I order instead a Grande Orange Mango Banana Vivanno. It has protein in it. In fact, according to Starbucks' Press Release dated July 14, 2008, this drink is Starbucks' attempt to raise the bar on good nutrition in the coffee shop industry. It states, "Developed with a strong nutritional goal in mind, the Orange Mango Banana ... beverages provide at least one serving of fruit, 16 grams of protein, and 5 grams of fiber with 270 calories or less and no artificial colors, artificial sweeteners or high fructose corn syrup." I realize that a Venti Mocha boasts 17 grams of protein, but this is a No Whip Mocha I'm getting, so you're not going to get all 17 grams.

But you're not thinking about any of this at a Starbucks counter any more than you're thinking about those poor families in Africa washing those coffee beans no matter what you call them or whether the Barista will use a level measure or a heaping measure of their proprietary whey and fiber protein powder. All you can think about is the smell and how for a few measly dollars you can have that Siren on the cup singing in your bloodstream. The Barista is her cousin. She smells of it, too. It's in her teeth and in her hair. It's in her voice as she calls your drink to her associate, who waits with Sharpie in hand ready to cull your selection to perfection, and it's in his voice as he echoes the command. It's all playing into the assuaging of my wounded ego. In fact, the smell, the very air in this realm, has now settled into that part of the brain where pleasure and revenge steep together. Yes. Now I see it. I was meant to be here. When this is all over, I will be higher than the hill this place is built upon and I will know the thoughts of God.

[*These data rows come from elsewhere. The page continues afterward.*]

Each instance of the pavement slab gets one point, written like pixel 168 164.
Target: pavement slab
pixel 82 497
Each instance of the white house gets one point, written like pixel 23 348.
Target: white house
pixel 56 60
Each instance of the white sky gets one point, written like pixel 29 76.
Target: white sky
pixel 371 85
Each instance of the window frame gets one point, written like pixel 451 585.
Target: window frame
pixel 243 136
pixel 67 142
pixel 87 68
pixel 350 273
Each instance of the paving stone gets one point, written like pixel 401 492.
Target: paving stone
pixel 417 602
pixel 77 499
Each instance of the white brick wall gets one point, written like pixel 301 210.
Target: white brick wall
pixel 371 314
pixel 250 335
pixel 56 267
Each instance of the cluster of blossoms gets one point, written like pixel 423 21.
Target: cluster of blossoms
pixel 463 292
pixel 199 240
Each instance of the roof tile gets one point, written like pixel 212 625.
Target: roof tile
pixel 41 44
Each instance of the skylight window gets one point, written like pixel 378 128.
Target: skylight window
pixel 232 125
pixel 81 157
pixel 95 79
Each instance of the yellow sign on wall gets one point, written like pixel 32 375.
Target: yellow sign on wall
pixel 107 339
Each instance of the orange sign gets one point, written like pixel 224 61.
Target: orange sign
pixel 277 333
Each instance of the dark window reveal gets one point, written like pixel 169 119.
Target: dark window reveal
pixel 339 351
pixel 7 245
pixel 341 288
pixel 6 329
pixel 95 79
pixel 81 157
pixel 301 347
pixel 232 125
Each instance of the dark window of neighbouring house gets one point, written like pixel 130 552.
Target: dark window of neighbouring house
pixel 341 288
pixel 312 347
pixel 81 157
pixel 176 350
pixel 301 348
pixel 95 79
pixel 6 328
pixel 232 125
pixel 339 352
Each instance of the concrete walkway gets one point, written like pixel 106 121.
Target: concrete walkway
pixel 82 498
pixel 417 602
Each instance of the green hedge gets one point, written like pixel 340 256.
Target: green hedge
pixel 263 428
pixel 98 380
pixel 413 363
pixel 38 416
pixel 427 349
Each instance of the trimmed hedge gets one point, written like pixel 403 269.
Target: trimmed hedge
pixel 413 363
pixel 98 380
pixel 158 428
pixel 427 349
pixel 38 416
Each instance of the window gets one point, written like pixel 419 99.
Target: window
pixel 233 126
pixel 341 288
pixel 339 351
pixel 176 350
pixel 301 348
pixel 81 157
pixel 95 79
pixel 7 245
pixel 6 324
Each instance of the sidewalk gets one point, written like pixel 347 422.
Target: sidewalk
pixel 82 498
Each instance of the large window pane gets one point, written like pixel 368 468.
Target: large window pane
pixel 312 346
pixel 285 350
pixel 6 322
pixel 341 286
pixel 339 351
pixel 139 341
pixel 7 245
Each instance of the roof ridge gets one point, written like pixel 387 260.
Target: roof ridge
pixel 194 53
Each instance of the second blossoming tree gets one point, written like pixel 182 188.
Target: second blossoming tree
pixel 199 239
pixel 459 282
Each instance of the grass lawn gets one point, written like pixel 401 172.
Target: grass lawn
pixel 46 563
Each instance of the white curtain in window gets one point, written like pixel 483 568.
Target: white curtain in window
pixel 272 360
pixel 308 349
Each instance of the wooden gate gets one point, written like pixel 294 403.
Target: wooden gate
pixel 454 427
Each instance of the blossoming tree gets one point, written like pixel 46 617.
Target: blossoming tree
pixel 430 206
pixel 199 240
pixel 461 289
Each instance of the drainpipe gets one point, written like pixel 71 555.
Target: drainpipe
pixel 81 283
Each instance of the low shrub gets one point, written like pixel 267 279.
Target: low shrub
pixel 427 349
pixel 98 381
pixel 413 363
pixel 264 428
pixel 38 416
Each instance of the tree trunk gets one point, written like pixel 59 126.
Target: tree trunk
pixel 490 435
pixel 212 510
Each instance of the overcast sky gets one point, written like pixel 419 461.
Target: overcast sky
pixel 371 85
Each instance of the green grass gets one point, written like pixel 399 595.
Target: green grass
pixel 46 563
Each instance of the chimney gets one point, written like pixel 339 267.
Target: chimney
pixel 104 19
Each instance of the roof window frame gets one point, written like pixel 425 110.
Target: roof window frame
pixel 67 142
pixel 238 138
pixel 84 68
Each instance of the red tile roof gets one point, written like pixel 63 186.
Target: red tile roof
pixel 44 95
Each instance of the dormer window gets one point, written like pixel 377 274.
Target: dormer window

But walking out, drinks in hand, I am conflicted again. Too much cognitive dissonance for one day. I see the van in the lot. I remember how I got here. I've already gone the wrong way. Now I've waited in line for these delicious beverages that I didn't want to stop for but secretly desired, and, Dear God, it's all because of the woman. But I know it's all because of me. Something inside me feels good about it all ... but at the same time, I feel so dirty.

As I hand her the Venti through the window in the crisp Autumn air of Loudon County, I am just not going to smile quite yet. She has to see that I am still not happy. But she can see that I know she was right, and she was worth the stop. She takes my picture through the window. She probably knew it would come to this: a tall no whip confession.